Of the first 15 deer brought to the check station, eight were aged at 4 1/2 years old or older.
“The population is skewed toward older age-class deer,” said I.B. “It is an indication of an unhunted population. You wouldn’t see older age classes represented like this on somewhere that is hunted like Clarks Hill WMA. I have never seen so many old deer.”
No matter the age, most hunters saw plenty of deer. Mark Noble of St. Simons Island was 25 feet up a tree in a spot where he could be seen from a road. Park rangers who drove by and saw a herd of deer under him wondered why he wasn’t shooting.
“I had to let the deer clear the road before I could shoot,” said Mark, who shot three of the seven deer under his stand.
Jeremy Biggars of Grovetown hunted opening morning from a buddy ladder stand with his mom, Cindy. They saw 10 or 12 deer that were often screened in a thicket. Finally Jeremy had a clear shot and downed a doe.
Overall, 47 hunters killed 32 deer at Mistletoe, a hunter-success rate of 68 percent.
“I thought it would be at least 100 percent,” said Mistletoe State Park Manager Bill Tinley, who reports that the food plots have already greened up since the hunt. “Everyone loved it. They all saw deer, and they liked the way the hunt was run — they were tickled.”

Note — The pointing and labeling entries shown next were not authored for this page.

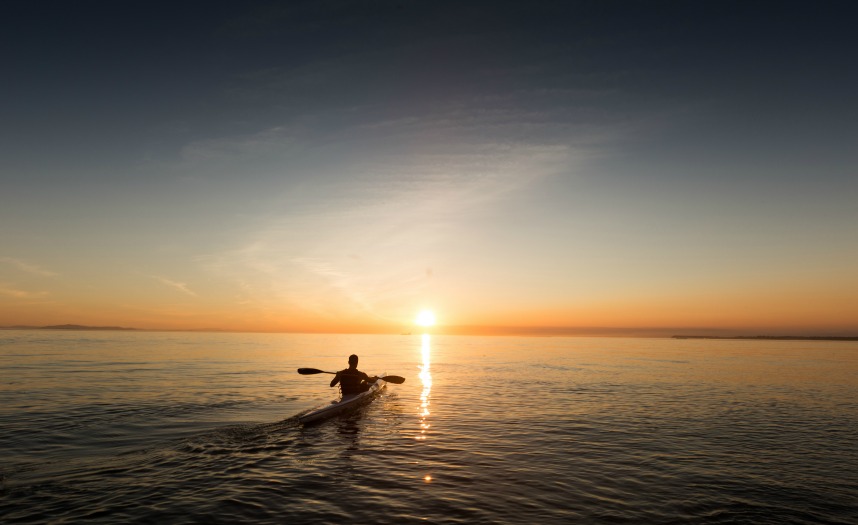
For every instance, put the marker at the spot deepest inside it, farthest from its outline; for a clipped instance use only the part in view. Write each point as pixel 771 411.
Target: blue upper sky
pixel 344 163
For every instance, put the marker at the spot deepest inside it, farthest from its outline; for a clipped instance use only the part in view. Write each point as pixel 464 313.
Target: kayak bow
pixel 343 404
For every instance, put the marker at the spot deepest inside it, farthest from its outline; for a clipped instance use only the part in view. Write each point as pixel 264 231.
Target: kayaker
pixel 352 380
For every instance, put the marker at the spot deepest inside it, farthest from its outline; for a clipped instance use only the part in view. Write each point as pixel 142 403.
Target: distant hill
pixel 66 327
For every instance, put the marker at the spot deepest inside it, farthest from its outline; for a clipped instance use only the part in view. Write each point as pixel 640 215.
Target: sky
pixel 516 167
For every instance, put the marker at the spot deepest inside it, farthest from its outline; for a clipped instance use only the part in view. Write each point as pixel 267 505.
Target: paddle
pixel 397 380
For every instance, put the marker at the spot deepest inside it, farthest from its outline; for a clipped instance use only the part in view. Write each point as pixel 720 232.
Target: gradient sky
pixel 335 165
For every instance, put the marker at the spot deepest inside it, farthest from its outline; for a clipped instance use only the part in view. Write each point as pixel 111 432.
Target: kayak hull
pixel 342 405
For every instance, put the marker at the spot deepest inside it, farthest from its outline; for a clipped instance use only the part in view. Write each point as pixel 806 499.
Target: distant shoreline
pixel 770 337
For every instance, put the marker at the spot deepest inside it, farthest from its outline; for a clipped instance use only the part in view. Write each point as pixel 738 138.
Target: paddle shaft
pixel 398 380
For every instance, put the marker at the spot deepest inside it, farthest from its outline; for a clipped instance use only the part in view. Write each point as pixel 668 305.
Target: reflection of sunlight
pixel 426 379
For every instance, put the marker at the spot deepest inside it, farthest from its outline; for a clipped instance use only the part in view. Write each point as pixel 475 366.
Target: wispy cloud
pixel 27 267
pixel 10 291
pixel 182 287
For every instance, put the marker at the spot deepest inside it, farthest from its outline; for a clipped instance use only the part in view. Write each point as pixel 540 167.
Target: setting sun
pixel 425 318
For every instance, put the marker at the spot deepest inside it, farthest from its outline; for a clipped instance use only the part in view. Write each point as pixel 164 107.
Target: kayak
pixel 345 403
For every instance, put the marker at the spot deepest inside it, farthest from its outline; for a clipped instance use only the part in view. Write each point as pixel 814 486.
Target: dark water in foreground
pixel 116 427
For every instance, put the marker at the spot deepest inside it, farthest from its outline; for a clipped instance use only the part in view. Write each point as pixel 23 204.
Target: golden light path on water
pixel 425 378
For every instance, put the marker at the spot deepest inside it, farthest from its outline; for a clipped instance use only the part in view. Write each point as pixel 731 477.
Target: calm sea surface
pixel 128 427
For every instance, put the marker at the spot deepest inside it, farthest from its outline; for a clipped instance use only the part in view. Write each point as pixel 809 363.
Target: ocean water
pixel 148 427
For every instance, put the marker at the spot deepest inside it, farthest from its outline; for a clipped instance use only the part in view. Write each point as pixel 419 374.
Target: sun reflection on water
pixel 426 379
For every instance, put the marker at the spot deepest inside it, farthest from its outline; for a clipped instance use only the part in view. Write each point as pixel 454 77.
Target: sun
pixel 425 318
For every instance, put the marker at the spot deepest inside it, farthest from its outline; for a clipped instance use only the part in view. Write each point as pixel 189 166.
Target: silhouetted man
pixel 352 380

At Bobby Brown State Park the quota was 30 for two muzzleloader or archery hunts on the small, 665-acre park. For the first hunt, only 17 hunters showed up. They killed six deer, including a nice 8-pointer. On the second hunt, 12 hunters killed five does.
At Tugaloo State Park, a 393-acre peninsula that juts into Lake Hartwell, Area Manager Robert Emory said the first of two quota hunts on the park went real well. That’s an understatement. A total of 17 hunters showed up for the archery-equipment-only hunt, and they killed 38 deer, a stellar hunter-success rate of 223 percent.

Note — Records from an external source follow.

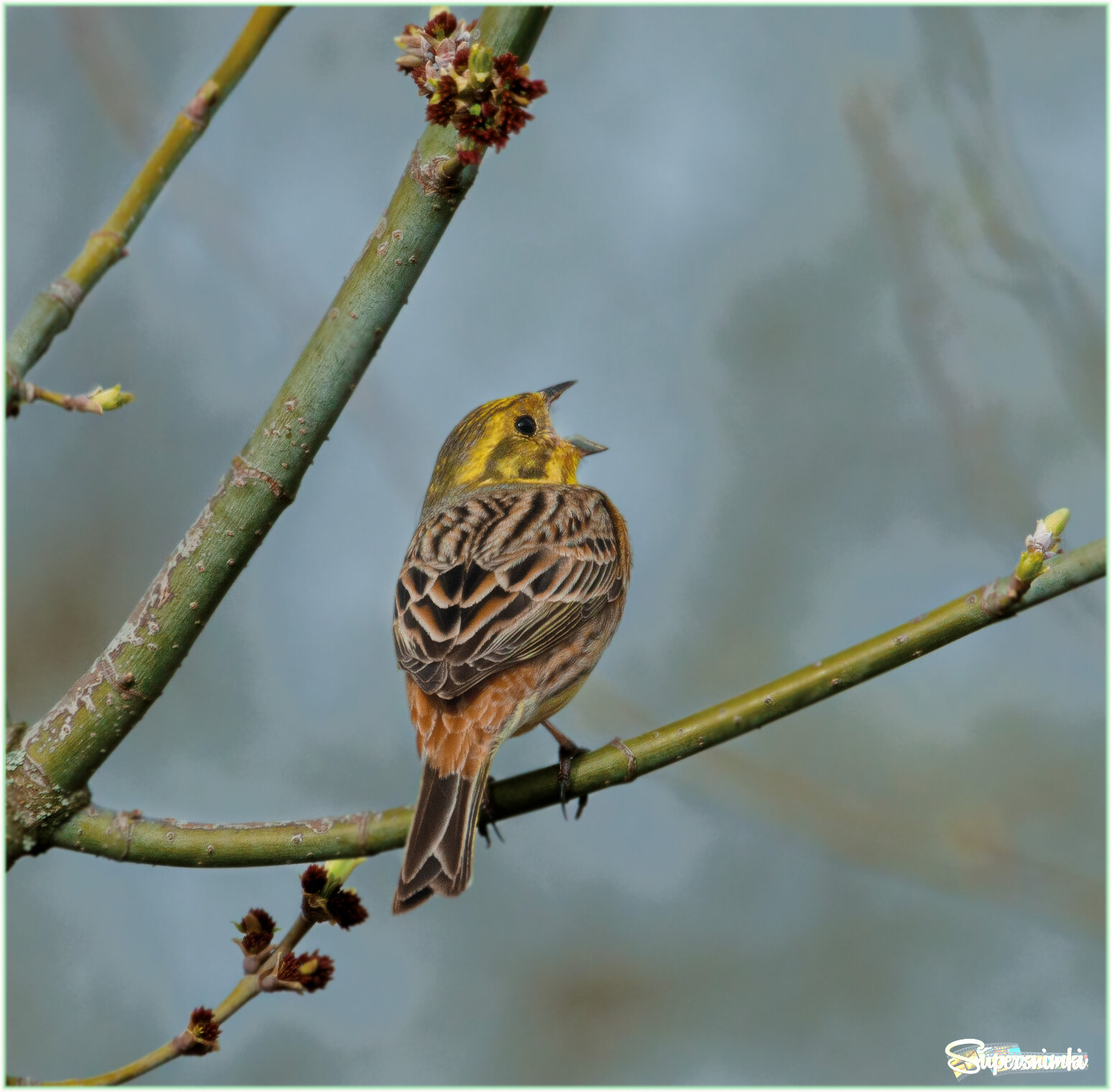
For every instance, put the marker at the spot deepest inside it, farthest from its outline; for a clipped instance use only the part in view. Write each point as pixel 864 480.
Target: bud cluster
pixel 201 1035
pixel 305 973
pixel 467 87
pixel 324 901
pixel 258 931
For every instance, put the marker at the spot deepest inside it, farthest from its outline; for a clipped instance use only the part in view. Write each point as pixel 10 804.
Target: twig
pixel 267 968
pixel 48 773
pixel 248 988
pixel 54 310
pixel 150 841
pixel 98 401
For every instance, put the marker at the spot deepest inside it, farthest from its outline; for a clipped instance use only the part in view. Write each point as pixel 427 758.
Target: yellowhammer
pixel 513 586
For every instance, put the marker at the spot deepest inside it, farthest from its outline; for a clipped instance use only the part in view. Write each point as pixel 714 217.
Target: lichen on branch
pixel 52 310
pixel 49 767
pixel 121 836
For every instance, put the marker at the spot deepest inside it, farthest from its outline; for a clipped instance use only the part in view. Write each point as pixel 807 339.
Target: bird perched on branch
pixel 513 586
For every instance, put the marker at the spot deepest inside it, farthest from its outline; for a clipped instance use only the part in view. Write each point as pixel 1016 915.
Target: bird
pixel 513 585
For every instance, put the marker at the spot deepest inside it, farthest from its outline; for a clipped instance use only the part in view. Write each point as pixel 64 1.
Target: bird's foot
pixel 564 777
pixel 631 757
pixel 486 815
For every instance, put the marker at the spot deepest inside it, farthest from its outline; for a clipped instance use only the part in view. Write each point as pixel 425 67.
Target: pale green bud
pixel 1057 521
pixel 1030 566
pixel 111 398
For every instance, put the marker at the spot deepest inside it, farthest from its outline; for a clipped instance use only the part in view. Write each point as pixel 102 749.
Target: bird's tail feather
pixel 442 838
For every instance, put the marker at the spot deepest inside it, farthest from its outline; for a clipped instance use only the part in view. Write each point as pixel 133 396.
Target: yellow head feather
pixel 509 440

“It went very well,” said Robert. “The park was way overpopulated, and I was quite please by the hunt.”
Fort Yargo State Park’s initial hunt of the season saw 42 hunters of a quota of 65 kill 77 deer, a hunter-success rate of 183 percent — nearly matching the success rate of 192 set at the park’s first-ever hunt a year earlier.
At Hard Labor Creek’s first hunt of the year, 144 hunters of a quota of 250 killed 64 deer, a hunter-success rate of 44 percent. Compare that to the statewide hunter-success rate for WMAs with quota or sign-in hunts of 11.2 percent.
At R.B. Russell, only 40 hunters of 80 drawn showed up to hunt. Those hunters chalked up a very respectible hunter-success rate of 43 percent.
Chuck Gregory, the park system resource preservation program manager, said he was pleased with the success of the hunts, but he expressed concern about hunter participation.
“We are concerned about participation, particularly on second-year hunts,” he said. “There is a perception that the deer are all gone after the first year, but the reality is that hunter-success rates have remained high during the second-year hunts. We are getting a lot of no-shows, and that takes other hunters who would have come off the list and reduces the impact of the hunt. If we aren’t getting enough hunters to show up we are not getting the number of deer we want, and we are not getting the management impact we want.
“We want to use hunters to manage the deer on state parks, but if hunters won’t show up, it forces us to look at other methods.”